Lei aprì lentamente gli occhi, "Mi vuoi prendere per la gola?"
"No, per il culo... Mettiti seduta che prendo il vassoio."
Facemmo colazione a letto, passandoci a vicenda i biscotti, sorridendo in silenzio. A volte il silenzio è imbarazzante, ma ci sono alcuni momenti in cui il silenzio riesce a comunicare molto di più di quanto possano fare le parole; e quello era uno di quei momenti. Dopo una doccia calda decidemmo di iniziare il trasloco e, visto che nessuno di noi due aveva la macchina, decisi di chiedere aiuto a Marco. Decidemmo di incontrarci sotto casa mia, così prendemmo il tram e ci avviammo.
"Sicura che non è un problema se mi trasferisco da te, vero?"
Lei sbuffò, a metà tra il divertito e l'irritato, "Hai un'altra opzione, caro?"
"Non è una risposta.
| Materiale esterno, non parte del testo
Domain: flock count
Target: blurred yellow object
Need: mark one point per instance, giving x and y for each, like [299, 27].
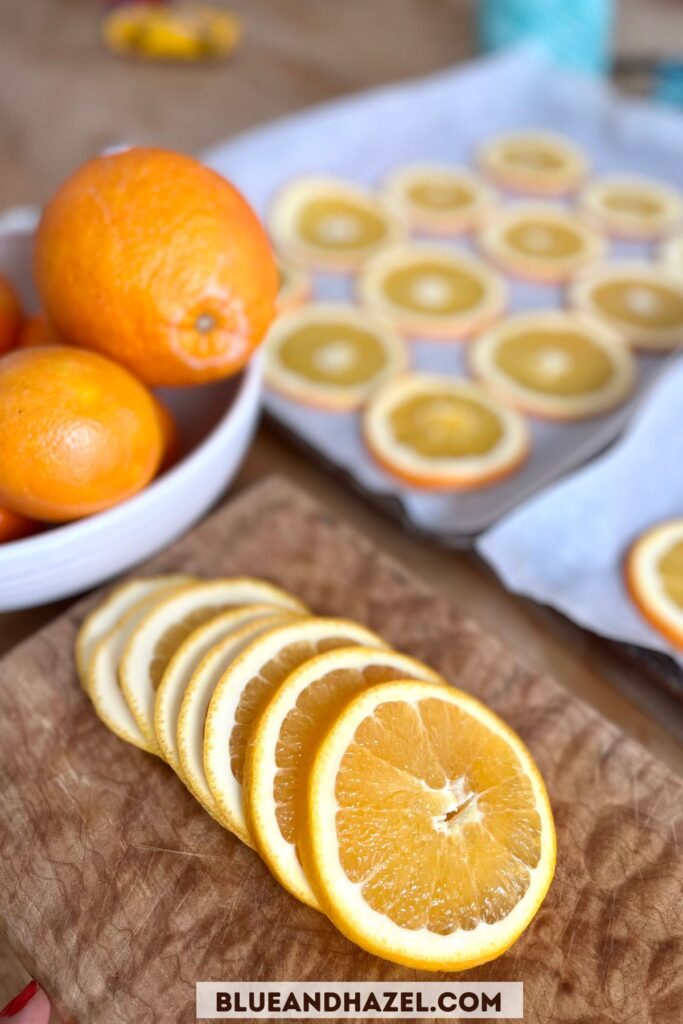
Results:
[182, 33]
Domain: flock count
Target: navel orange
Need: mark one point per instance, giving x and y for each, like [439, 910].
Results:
[154, 259]
[10, 315]
[78, 433]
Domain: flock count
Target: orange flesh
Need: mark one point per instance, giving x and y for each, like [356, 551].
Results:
[435, 819]
[258, 691]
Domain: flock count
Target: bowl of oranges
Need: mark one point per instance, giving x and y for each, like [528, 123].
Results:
[130, 322]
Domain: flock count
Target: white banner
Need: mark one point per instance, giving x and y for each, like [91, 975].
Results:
[350, 999]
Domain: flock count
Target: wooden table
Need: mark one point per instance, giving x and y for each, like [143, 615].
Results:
[63, 98]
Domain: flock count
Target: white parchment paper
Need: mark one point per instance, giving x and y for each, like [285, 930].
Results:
[443, 118]
[565, 547]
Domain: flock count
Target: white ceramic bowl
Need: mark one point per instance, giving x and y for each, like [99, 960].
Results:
[216, 425]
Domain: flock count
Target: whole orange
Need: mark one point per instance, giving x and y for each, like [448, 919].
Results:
[37, 330]
[78, 433]
[156, 260]
[10, 315]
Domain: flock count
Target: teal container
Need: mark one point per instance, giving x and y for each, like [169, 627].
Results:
[578, 34]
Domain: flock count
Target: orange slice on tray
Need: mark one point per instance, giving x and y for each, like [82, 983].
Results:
[191, 717]
[654, 579]
[562, 366]
[534, 162]
[438, 199]
[429, 837]
[432, 291]
[541, 242]
[243, 692]
[110, 611]
[331, 224]
[284, 740]
[103, 664]
[186, 658]
[642, 301]
[632, 207]
[295, 287]
[331, 354]
[160, 634]
[443, 432]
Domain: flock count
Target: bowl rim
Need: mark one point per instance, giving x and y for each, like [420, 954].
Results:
[14, 551]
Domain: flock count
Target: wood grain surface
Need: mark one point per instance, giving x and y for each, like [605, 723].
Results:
[120, 893]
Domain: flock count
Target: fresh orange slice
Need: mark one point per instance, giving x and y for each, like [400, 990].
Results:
[632, 207]
[284, 740]
[642, 301]
[654, 579]
[295, 287]
[443, 432]
[179, 671]
[541, 242]
[534, 162]
[431, 291]
[110, 611]
[438, 199]
[160, 634]
[103, 663]
[557, 365]
[331, 224]
[429, 835]
[191, 717]
[243, 692]
[332, 355]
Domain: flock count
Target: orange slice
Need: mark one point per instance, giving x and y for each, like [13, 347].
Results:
[541, 242]
[632, 207]
[179, 671]
[331, 224]
[295, 287]
[243, 692]
[110, 611]
[429, 837]
[438, 199]
[432, 291]
[191, 717]
[332, 355]
[654, 579]
[284, 740]
[167, 626]
[562, 366]
[534, 162]
[443, 432]
[642, 301]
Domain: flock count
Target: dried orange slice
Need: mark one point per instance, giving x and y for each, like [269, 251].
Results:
[295, 287]
[439, 199]
[443, 432]
[244, 691]
[432, 291]
[429, 836]
[642, 301]
[284, 740]
[103, 663]
[191, 717]
[558, 365]
[654, 579]
[167, 626]
[331, 224]
[179, 671]
[534, 162]
[110, 611]
[331, 354]
[632, 207]
[541, 242]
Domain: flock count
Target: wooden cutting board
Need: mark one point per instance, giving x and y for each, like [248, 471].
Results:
[119, 892]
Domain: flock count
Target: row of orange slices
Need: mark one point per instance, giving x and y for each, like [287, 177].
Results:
[399, 806]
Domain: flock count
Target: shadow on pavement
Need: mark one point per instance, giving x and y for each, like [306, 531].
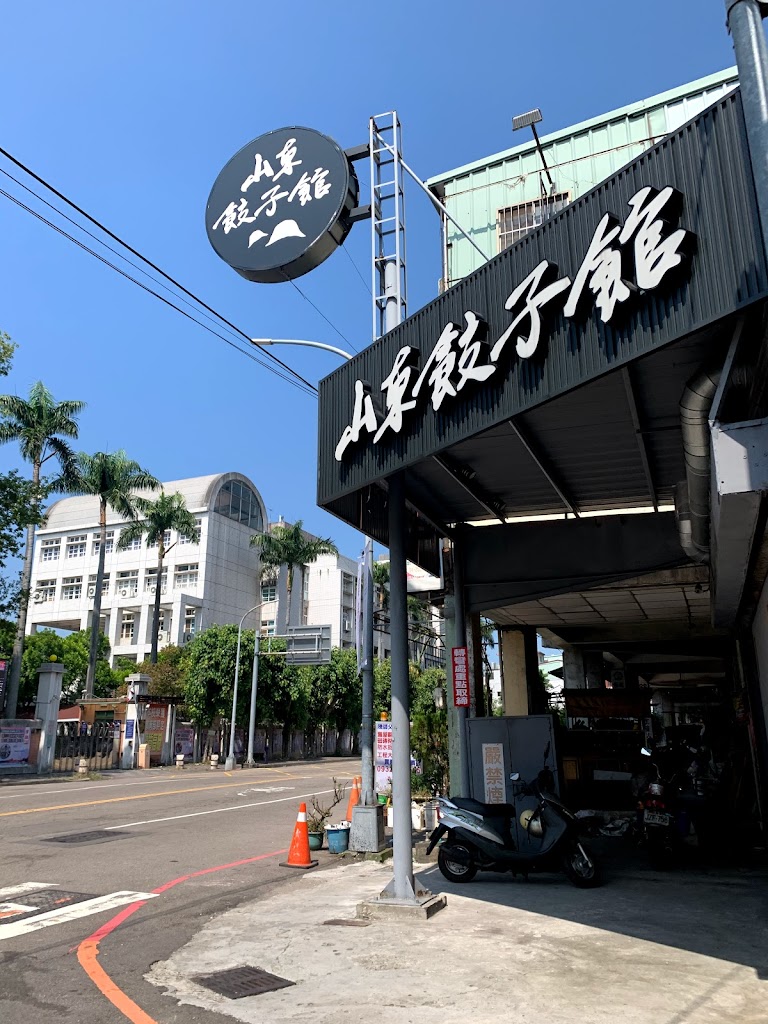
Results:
[719, 912]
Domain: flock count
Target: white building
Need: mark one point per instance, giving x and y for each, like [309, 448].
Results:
[209, 579]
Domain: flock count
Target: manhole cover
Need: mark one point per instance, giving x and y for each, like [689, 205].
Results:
[91, 837]
[241, 981]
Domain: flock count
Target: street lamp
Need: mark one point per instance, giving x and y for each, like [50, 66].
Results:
[229, 763]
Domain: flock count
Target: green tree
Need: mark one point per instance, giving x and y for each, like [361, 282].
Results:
[114, 478]
[40, 425]
[160, 516]
[72, 651]
[291, 547]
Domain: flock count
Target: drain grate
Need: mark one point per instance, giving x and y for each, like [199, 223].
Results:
[92, 837]
[241, 981]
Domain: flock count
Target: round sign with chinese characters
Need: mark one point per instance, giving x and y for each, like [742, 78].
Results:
[282, 205]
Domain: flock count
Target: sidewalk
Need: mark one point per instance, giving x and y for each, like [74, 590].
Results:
[646, 948]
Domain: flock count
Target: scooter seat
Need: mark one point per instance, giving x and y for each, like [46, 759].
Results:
[487, 810]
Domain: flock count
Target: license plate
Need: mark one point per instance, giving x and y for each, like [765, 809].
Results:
[654, 818]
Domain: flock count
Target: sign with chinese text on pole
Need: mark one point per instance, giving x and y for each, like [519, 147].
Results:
[493, 773]
[281, 206]
[460, 662]
[383, 756]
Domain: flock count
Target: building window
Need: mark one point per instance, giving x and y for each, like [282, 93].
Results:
[45, 590]
[190, 623]
[182, 540]
[108, 546]
[127, 583]
[185, 576]
[104, 585]
[72, 588]
[515, 221]
[50, 550]
[127, 627]
[76, 546]
[151, 581]
[238, 502]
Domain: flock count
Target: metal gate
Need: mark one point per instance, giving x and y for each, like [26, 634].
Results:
[97, 742]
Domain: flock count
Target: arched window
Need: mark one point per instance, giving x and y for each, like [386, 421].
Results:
[238, 502]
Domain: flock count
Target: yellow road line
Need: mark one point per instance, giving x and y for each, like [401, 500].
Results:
[140, 796]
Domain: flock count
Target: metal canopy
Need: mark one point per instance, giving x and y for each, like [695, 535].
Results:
[593, 424]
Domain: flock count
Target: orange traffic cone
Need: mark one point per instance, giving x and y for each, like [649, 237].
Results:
[354, 796]
[298, 855]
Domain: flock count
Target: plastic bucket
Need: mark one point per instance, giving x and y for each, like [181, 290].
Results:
[338, 839]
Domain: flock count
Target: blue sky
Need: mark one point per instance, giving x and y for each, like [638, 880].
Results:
[132, 110]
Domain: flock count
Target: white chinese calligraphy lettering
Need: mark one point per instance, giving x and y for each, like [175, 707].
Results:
[532, 299]
[654, 256]
[303, 189]
[364, 418]
[601, 271]
[441, 363]
[271, 196]
[394, 387]
[233, 216]
[262, 169]
[287, 159]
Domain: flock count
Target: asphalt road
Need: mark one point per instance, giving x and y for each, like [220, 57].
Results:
[150, 828]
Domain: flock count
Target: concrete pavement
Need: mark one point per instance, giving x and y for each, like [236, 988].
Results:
[647, 948]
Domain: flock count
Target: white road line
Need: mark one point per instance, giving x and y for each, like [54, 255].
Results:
[26, 887]
[67, 913]
[219, 810]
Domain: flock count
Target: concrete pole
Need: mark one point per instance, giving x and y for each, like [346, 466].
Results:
[250, 762]
[50, 676]
[461, 641]
[367, 671]
[744, 19]
[402, 883]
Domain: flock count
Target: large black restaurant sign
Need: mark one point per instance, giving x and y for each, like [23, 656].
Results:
[669, 245]
[281, 206]
[624, 260]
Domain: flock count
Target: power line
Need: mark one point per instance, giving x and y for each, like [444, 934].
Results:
[308, 389]
[148, 262]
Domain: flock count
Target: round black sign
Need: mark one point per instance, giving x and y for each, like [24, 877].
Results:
[281, 206]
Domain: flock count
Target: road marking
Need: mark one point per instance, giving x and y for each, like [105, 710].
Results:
[219, 810]
[67, 913]
[26, 887]
[88, 948]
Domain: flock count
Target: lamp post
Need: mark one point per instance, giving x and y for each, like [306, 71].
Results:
[229, 763]
[368, 795]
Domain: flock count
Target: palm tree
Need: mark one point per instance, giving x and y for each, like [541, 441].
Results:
[40, 425]
[291, 547]
[112, 477]
[159, 517]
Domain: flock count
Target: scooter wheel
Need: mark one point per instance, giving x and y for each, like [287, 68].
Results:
[453, 869]
[581, 867]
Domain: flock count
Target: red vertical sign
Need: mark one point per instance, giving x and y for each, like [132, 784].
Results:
[461, 676]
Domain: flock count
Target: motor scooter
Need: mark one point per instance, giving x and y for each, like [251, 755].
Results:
[478, 837]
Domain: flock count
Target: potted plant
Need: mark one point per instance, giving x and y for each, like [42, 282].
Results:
[318, 814]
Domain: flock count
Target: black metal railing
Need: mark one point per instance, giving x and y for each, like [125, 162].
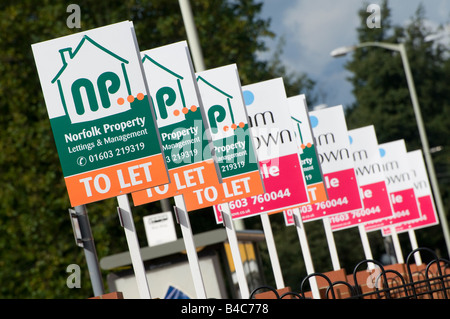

Non voglio crearti disagio."
"Allora vedila così," disse lei guardandomi dritto negli occhi, "te l'ho proposto perché lo voglio. Sto bene con te, sei una persona piacevole e per me non sei solo un amico."
"Ah. E cosa sono allora?"
"Diciamo un "consorte in prova"," mi rispose, appoggiandosi bene sul sedile, "sempre se questa cosa non ti metta in soggezione."
Sorrisi, "No, no, anzi... È che sta accadendo tutto molto in fretta e..."
Mi baciò all'improvviso, a lungo, con tanta dolcezza. "Prenditi tutto il tempo che vuoi per capire se è quello che vuoi anche tu o no, va bene?"
"Io... Va bene. Grazie, davvero..."
"Ma tranquillo. Ora andiamo, che la prossima è la nostra."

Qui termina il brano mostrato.